Example 2. Wet granules obtained from 1.33 wt.h. ethambutol hydrochloride, 0.4 wt.h. isoniazid, 1.0 parts by weight rifampicin, 2.0 parts by weight pyrazinamide and parts of starch are dried and the dry granules are crushed in a plant for producing granulate from dry mixtures and a mixture of 0.05 parts by weight is added to the crushed granulate pyridoxine hydrochloride, starch residue (the total amount of starch in the composition is 2.5 parts by weight), 0.1 parts by weight croscarmellose sodium and 0.02 parts by weight calcium stearate. Everything is thoroughly mixed until a homogeneous mass is obtained, after which it is tabletted. Get tablets with an average weight of 1110 mg.

Example 3 is performed analogously to example 1, based on 1.0 wt.h. rifampicin, 1.0 parts by weight isoniazid, 3.5 parts by weight pyrazinamide, 2.25 parts by weight ethambutol hydrochloride, 0.2 wt.h. pyridoxine hydrochloride, 0.3 wt.h. starch, 1.5 parts by weight microcrystalline cellulose, 0.7 wt.h. aerosil, 0.4 parts by weight talc and 0.3 parts by weight magnesium stearate, while part of the aerosil is introduced before wet granulation.

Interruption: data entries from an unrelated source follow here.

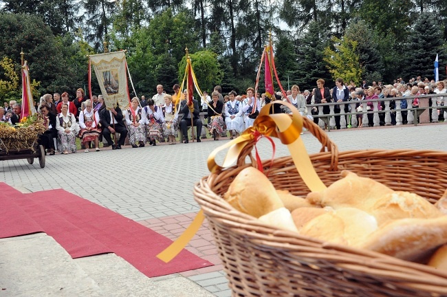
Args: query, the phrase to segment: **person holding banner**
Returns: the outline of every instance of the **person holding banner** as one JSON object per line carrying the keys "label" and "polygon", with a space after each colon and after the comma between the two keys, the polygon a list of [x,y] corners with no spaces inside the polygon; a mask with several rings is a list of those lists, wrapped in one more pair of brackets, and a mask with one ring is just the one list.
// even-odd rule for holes
{"label": "person holding banner", "polygon": [[[142,109],[140,107],[138,101],[137,97],[133,97],[131,101],[131,107],[124,112],[129,131],[129,142],[134,148],[138,146],[144,147],[146,142],[144,119],[142,118]],[[137,142],[140,142],[140,146],[137,145]]]}
{"label": "person holding banner", "polygon": [[[100,114],[100,118],[102,127],[102,137],[109,144],[112,144],[113,150],[121,149],[121,146],[124,145],[127,136],[127,129],[123,122],[124,117],[121,109],[118,105],[110,110],[104,109]],[[112,142],[111,136],[112,133],[120,133],[120,139],[117,144]]]}
{"label": "person holding banner", "polygon": [[171,95],[164,96],[164,105],[162,109],[164,117],[164,123],[163,123],[164,137],[168,138],[169,144],[175,144],[175,136],[179,128],[179,113],[175,112],[175,107]]}
{"label": "person holding banner", "polygon": [[67,155],[69,151],[76,152],[76,138],[78,124],[74,115],[68,112],[68,104],[62,104],[62,111],[56,119],[58,131],[58,147],[59,153]]}
{"label": "person holding banner", "polygon": [[[200,109],[199,109],[199,102],[197,100],[193,99],[192,102],[188,105],[187,104],[186,100],[182,100],[180,103],[180,109],[179,111],[179,113],[183,113],[183,116],[180,120],[180,129],[182,129],[182,133],[183,133],[183,137],[184,138],[184,143],[187,144],[188,140],[188,127],[191,126],[191,122],[193,124],[196,126],[196,139],[197,142],[201,142],[200,140],[200,133],[201,133],[201,127],[203,124],[200,120]],[[192,118],[191,121],[191,113]]]}
{"label": "person holding banner", "polygon": [[242,118],[242,103],[236,99],[236,92],[231,91],[228,96],[230,101],[226,103],[225,124],[230,131],[230,139],[233,139],[233,131],[236,136],[243,131],[243,119]]}
{"label": "person holding banner", "polygon": [[261,111],[261,99],[254,98],[254,89],[247,89],[247,104],[242,107],[242,112],[246,116],[246,129],[253,126],[254,120]]}
{"label": "person holding banner", "polygon": [[[142,116],[146,122],[146,133],[149,144],[157,145],[157,140],[163,138],[163,111],[159,106],[155,104],[153,99],[147,100],[147,106],[143,109]],[[163,139],[164,140],[164,139]]]}
{"label": "person holding banner", "polygon": [[90,99],[85,101],[85,109],[82,111],[79,114],[79,126],[80,126],[80,133],[79,138],[85,146],[85,153],[89,152],[88,142],[94,142],[95,149],[99,151],[99,137],[101,130],[98,128],[99,121],[99,114],[98,111],[93,109],[91,100]]}
{"label": "person holding banner", "polygon": [[[208,110],[208,124],[210,133],[212,135],[215,140],[219,140],[220,135],[224,133],[224,123],[222,118],[222,109],[224,103],[219,100],[219,93],[217,91],[211,94],[211,107]],[[197,131],[197,133],[199,133]]]}

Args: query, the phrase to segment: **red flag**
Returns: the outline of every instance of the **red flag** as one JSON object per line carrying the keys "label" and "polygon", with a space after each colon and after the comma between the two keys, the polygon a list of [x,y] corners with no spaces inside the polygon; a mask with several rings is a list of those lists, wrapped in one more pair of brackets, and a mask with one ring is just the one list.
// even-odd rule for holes
{"label": "red flag", "polygon": [[265,50],[265,94],[269,97],[272,97],[274,91],[273,89],[273,73],[272,72],[272,47],[269,45]]}
{"label": "red flag", "polygon": [[22,66],[22,111],[20,115],[21,119],[36,113],[32,103],[29,71],[27,61],[25,61],[23,66]]}
{"label": "red flag", "polygon": [[193,74],[191,72],[191,63],[189,59],[188,59],[188,78],[186,79],[186,84],[188,86],[188,93],[187,93],[187,103],[188,105],[193,104],[193,93],[194,92],[194,80],[193,80]]}

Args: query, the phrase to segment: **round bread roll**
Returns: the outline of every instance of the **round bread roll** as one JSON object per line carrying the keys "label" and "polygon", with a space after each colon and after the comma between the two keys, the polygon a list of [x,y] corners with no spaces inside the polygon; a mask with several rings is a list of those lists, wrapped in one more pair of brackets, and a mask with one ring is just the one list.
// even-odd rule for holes
{"label": "round bread roll", "polygon": [[287,190],[276,190],[276,192],[278,193],[278,196],[279,196],[279,199],[284,204],[284,207],[290,212],[298,208],[314,207],[314,206],[309,204],[305,199],[292,195]]}
{"label": "round bread roll", "polygon": [[356,245],[378,228],[375,218],[353,208],[328,211],[299,230],[301,234],[333,243]]}
{"label": "round bread roll", "polygon": [[342,177],[321,192],[307,194],[311,204],[331,206],[334,209],[353,207],[364,210],[373,208],[377,199],[393,192],[393,190],[370,178],[360,177],[356,173],[342,170]]}
{"label": "round bread roll", "polygon": [[427,265],[436,269],[447,271],[447,245],[444,245],[437,249]]}
{"label": "round bread roll", "polygon": [[254,167],[242,170],[224,197],[239,211],[257,218],[284,207],[273,184]]}
{"label": "round bread roll", "polygon": [[326,212],[327,212],[326,208],[302,207],[296,208],[292,212],[292,218],[294,220],[294,223],[295,223],[296,228],[299,231],[309,221]]}
{"label": "round bread roll", "polygon": [[403,260],[417,261],[447,243],[447,216],[391,221],[356,246]]}
{"label": "round bread roll", "polygon": [[422,197],[402,191],[385,194],[378,199],[371,210],[363,210],[375,217],[379,226],[399,219],[429,219],[443,215],[436,206]]}

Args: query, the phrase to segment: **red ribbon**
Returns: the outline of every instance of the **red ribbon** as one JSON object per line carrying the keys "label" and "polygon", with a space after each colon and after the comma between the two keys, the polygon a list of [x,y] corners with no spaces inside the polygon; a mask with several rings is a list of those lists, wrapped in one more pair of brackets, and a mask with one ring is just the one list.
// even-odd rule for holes
{"label": "red ribbon", "polygon": [[[272,158],[270,159],[270,168],[272,168],[272,166],[273,165],[273,161],[274,160],[274,155],[275,155],[275,153],[276,153],[276,146],[275,146],[274,142],[273,141],[273,140],[272,139],[271,137],[270,137],[270,136],[267,136],[267,135],[262,135],[262,134],[261,134],[261,133],[260,133],[259,131],[257,131],[257,130],[254,130],[254,131],[253,131],[253,136],[254,136],[254,151],[255,151],[255,152],[256,152],[256,153],[255,153],[255,155],[256,155],[256,162],[257,162],[257,164],[258,164],[258,169],[259,169],[261,173],[264,173],[264,170],[263,170],[263,168],[262,161],[261,161],[261,157],[259,156],[259,153],[258,153],[258,148],[257,148],[257,146],[256,146],[257,143],[257,142],[261,140],[261,138],[267,138],[267,139],[270,142],[270,143],[272,144]],[[267,171],[267,173],[265,173],[265,175],[266,177],[268,177],[268,173],[269,173],[270,170],[270,169],[269,168],[269,170]]]}

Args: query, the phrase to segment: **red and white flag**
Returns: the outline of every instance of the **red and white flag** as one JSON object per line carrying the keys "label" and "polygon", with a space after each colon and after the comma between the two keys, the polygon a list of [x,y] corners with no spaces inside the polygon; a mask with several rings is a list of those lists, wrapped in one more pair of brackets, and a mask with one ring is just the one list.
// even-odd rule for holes
{"label": "red and white flag", "polygon": [[22,112],[20,118],[32,116],[36,113],[31,92],[31,82],[30,80],[30,69],[27,61],[22,66]]}

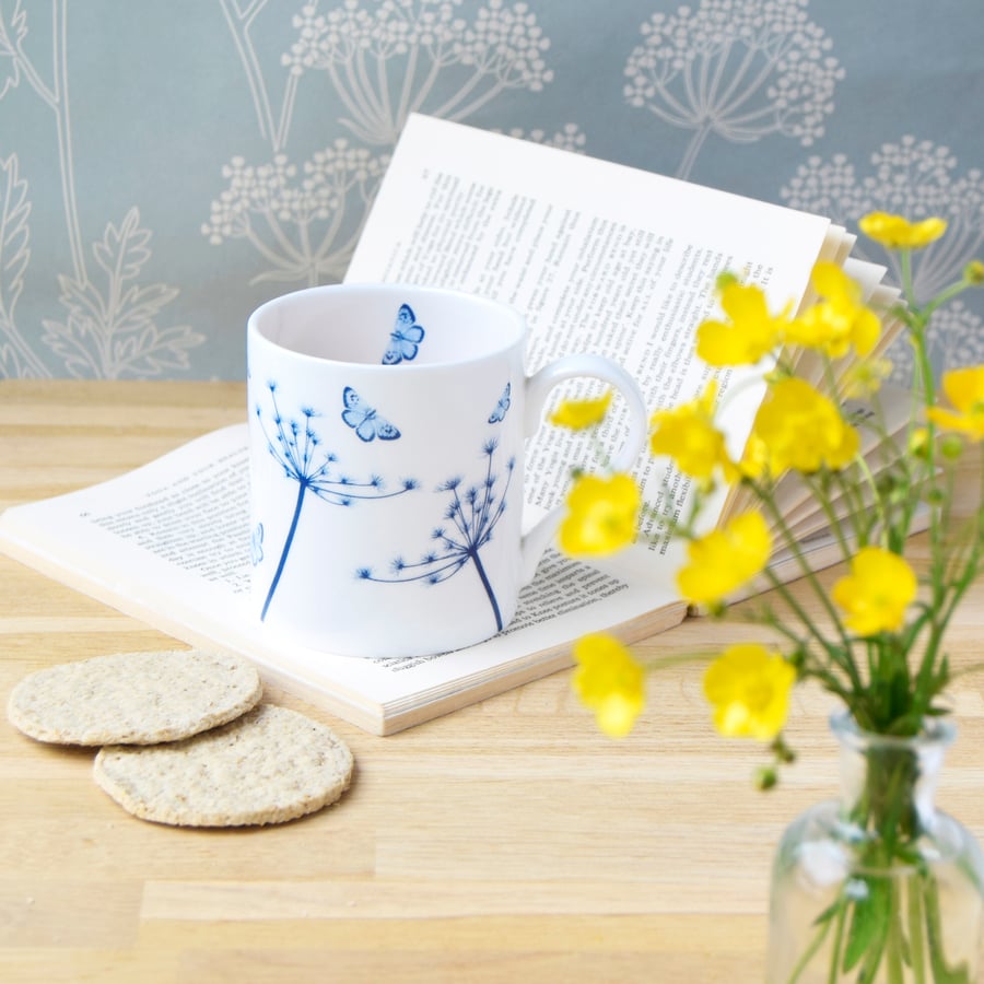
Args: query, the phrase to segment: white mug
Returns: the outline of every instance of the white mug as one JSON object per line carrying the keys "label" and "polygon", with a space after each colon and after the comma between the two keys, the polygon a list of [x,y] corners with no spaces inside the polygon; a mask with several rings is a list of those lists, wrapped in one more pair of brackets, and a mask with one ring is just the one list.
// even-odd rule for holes
{"label": "white mug", "polygon": [[596,355],[525,372],[526,323],[472,294],[337,284],[247,323],[253,600],[312,648],[386,657],[489,639],[516,610],[560,508],[522,532],[524,441],[573,376],[629,407],[626,469],[645,438],[632,377]]}

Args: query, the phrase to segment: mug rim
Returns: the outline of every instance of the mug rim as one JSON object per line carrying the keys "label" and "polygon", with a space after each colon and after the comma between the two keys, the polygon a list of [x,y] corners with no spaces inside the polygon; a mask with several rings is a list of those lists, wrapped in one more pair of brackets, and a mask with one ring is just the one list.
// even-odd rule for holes
{"label": "mug rim", "polygon": [[[292,303],[297,303],[304,297],[328,294],[358,296],[360,294],[379,293],[394,294],[400,296],[401,298],[406,298],[406,295],[408,293],[412,293],[417,295],[445,297],[454,301],[465,302],[467,304],[479,305],[489,311],[493,311],[497,314],[507,316],[507,318],[514,326],[515,331],[512,333],[511,338],[503,340],[502,343],[489,349],[489,351],[481,352],[476,355],[469,355],[460,359],[447,359],[430,363],[400,362],[397,365],[384,365],[383,363],[376,362],[358,362],[345,359],[336,359],[328,355],[313,355],[309,352],[302,352],[297,349],[290,348],[289,345],[282,344],[280,341],[270,338],[260,328],[259,325],[260,320],[267,314],[269,314],[270,311],[273,311],[278,307],[288,306]],[[316,286],[301,288],[296,291],[289,291],[286,293],[279,294],[276,297],[270,297],[268,301],[265,301],[258,307],[254,308],[246,318],[246,335],[247,341],[259,341],[263,344],[270,345],[272,349],[283,353],[286,356],[301,360],[302,362],[308,362],[316,365],[358,366],[360,371],[385,371],[387,375],[390,375],[394,373],[425,373],[427,371],[441,370],[447,366],[469,365],[501,355],[502,353],[507,352],[517,345],[525,349],[527,337],[529,335],[529,326],[526,321],[526,318],[518,311],[518,308],[502,301],[496,301],[492,297],[485,297],[482,294],[475,294],[468,291],[456,290],[454,288],[430,286],[426,284],[405,282],[390,283],[388,281],[361,281],[358,283],[318,284]]]}

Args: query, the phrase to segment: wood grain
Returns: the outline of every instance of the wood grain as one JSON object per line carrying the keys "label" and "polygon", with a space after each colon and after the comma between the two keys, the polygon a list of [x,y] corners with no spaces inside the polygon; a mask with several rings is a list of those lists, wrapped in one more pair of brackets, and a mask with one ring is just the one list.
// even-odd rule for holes
{"label": "wood grain", "polygon": [[[236,384],[0,383],[0,508],[244,415]],[[977,585],[951,635],[957,665],[980,658],[982,634]],[[658,659],[757,637],[753,625],[693,620],[640,651]],[[40,667],[171,644],[0,558],[4,703]],[[831,704],[797,691],[788,734],[800,759],[760,794],[760,753],[715,736],[701,672],[653,673],[623,741],[597,733],[569,672],[390,738],[272,692],[349,742],[356,777],[337,806],[263,830],[136,820],[93,783],[92,752],[4,722],[0,980],[759,981],[773,844],[836,792]],[[984,839],[984,677],[962,677],[953,705],[960,737],[938,799]]]}

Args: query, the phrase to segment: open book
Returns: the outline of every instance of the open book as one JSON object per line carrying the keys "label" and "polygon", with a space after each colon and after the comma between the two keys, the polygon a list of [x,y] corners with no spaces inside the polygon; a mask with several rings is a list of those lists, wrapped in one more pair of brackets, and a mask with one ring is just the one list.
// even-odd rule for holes
{"label": "open book", "polygon": [[[875,303],[883,269],[848,259],[853,239],[782,207],[413,116],[396,148],[351,262],[349,281],[454,286],[504,301],[530,326],[528,370],[567,352],[609,355],[639,379],[651,409],[691,399],[708,371],[696,325],[715,309],[717,274],[762,285],[774,308],[807,298],[818,258],[850,263]],[[761,371],[718,375],[729,388],[728,441],[748,437]],[[579,394],[578,386],[571,391]],[[366,730],[391,734],[571,664],[571,643],[607,630],[632,642],[679,623],[678,546],[660,536],[606,562],[548,552],[514,622],[468,649],[359,659],[288,645],[250,614],[244,423],[207,434],[99,485],[9,508],[0,549],[194,645],[229,648],[261,672]],[[606,423],[620,426],[618,410]],[[614,440],[608,438],[609,444]],[[531,438],[530,522],[563,496],[583,438]],[[689,483],[666,462],[639,462],[655,513],[687,508]],[[788,497],[813,565],[823,529]],[[717,518],[730,508],[724,493]],[[798,511],[798,512],[795,512]],[[713,517],[712,517],[713,518]],[[788,565],[789,577],[798,570]]]}

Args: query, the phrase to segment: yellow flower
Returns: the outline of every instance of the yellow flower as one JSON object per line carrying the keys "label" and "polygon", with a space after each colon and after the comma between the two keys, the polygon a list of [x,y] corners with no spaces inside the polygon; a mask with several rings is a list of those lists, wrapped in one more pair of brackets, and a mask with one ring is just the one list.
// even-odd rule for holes
{"label": "yellow flower", "polygon": [[831,598],[846,612],[844,624],[852,632],[876,635],[902,628],[916,588],[912,567],[898,553],[864,547],[851,561],[851,573],[834,584]]}
{"label": "yellow flower", "polygon": [[831,359],[846,355],[852,344],[867,355],[881,333],[881,321],[865,307],[860,285],[830,262],[813,267],[812,282],[823,300],[789,323],[786,340],[820,349]]}
{"label": "yellow flower", "polygon": [[688,601],[718,605],[759,574],[771,552],[772,537],[762,514],[742,513],[723,529],[687,544],[689,563],[677,572],[677,585]]}
{"label": "yellow flower", "polygon": [[926,413],[948,431],[960,431],[972,441],[984,437],[984,365],[970,365],[942,375],[944,393],[957,413],[930,407]]}
{"label": "yellow flower", "polygon": [[946,219],[934,216],[922,222],[910,222],[902,215],[888,212],[869,212],[857,224],[866,236],[889,249],[922,249],[947,231]]}
{"label": "yellow flower", "polygon": [[724,434],[714,426],[717,384],[707,384],[704,393],[689,403],[671,410],[657,410],[649,421],[649,449],[669,455],[684,475],[710,481],[716,468],[730,479],[735,467],[728,458]]}
{"label": "yellow flower", "polygon": [[971,260],[963,268],[963,279],[972,286],[984,283],[984,260]]}
{"label": "yellow flower", "polygon": [[754,364],[782,342],[789,305],[773,317],[761,288],[727,279],[721,288],[721,306],[728,321],[710,319],[698,326],[696,353],[710,365]]}
{"label": "yellow flower", "polygon": [[782,653],[759,643],[730,646],[704,673],[714,726],[726,738],[771,741],[786,723],[795,682],[796,670]]}
{"label": "yellow flower", "polygon": [[604,557],[635,539],[642,493],[631,476],[583,475],[567,494],[560,546],[572,555]]}
{"label": "yellow flower", "polygon": [[563,400],[550,414],[550,423],[558,427],[570,427],[583,431],[605,420],[611,403],[611,390],[599,397],[587,400]]}
{"label": "yellow flower", "polygon": [[595,712],[598,727],[612,738],[628,735],[645,703],[643,668],[625,646],[604,633],[578,640],[574,658],[574,689]]}
{"label": "yellow flower", "polygon": [[773,475],[787,468],[818,471],[843,468],[857,454],[857,431],[836,405],[803,379],[785,378],[771,387],[755,414],[754,435],[769,449]]}

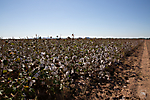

table 2 Ingredients Content, parts by weight per 1 part by weight rifampicin Examples 1 2 3 Rifampicin 1,0 1,0 1,0 Isoniazid 0.5 0.4 1,0 Pyrazinamide 2,5 2.0 3,5 Ethambutol hydrochloride 1,875 1.33 2.25 Pyridoxine hydrochloride 0.167 0.05 0.2 Starch 1,5 2,5 0.3 Lubricant 0.7 0.02 1.4 Microcrystalline cellulose 0.3 - 1,5 Croscarmellose sodium 0.6 0.1 -

Claims (6)

1. A pharmaceutical composition with an anti-tuberculosis action in the form of a solid dosage form containing, as an active principle, a combination of isoniazid, rifampicin, pyrazinamide, ethambutol hydrochloride and pyridoxine hydrochloride and excipients, characterized in that the composition includes starch, a lubricant in the following ratio as excipients ingredients, parts by weight per 1 part by weight rifampicin: Rifampicin 1.0, Isoniazid 0.4-1.0, Pyrazinamide 2.0-3.5, Ethambutol hydrochloride 1.3-2.25, Pyridoxine hydrochloride 0.05-0.2, Starch 0.3-2.5, Lubricant 0.02-1.4. 2. The pharmaceutical composition according to claim 1, characterized in that it further comprises microcrystalline cellulose in an amount of up to 1.5 parts by weight per 1 part by weight rifampicin. 3. The pharmaceutical composition according to claim 1 or 2, characterized in that it further comprises croscarmellose sodium. 4. The pharmaceutical composition according to claim 3, characterized in that the amount of croscarmellose sodium is 0.1-0.6 wt.h. per 1 part by weight rifampicin. 5. The pharmaceutical composition according to any one of claims 1 to 3, characterized in that it is in the form of a tablet. 6. The pharmaceutical composition according to claim 5, characterized in that it has a shell.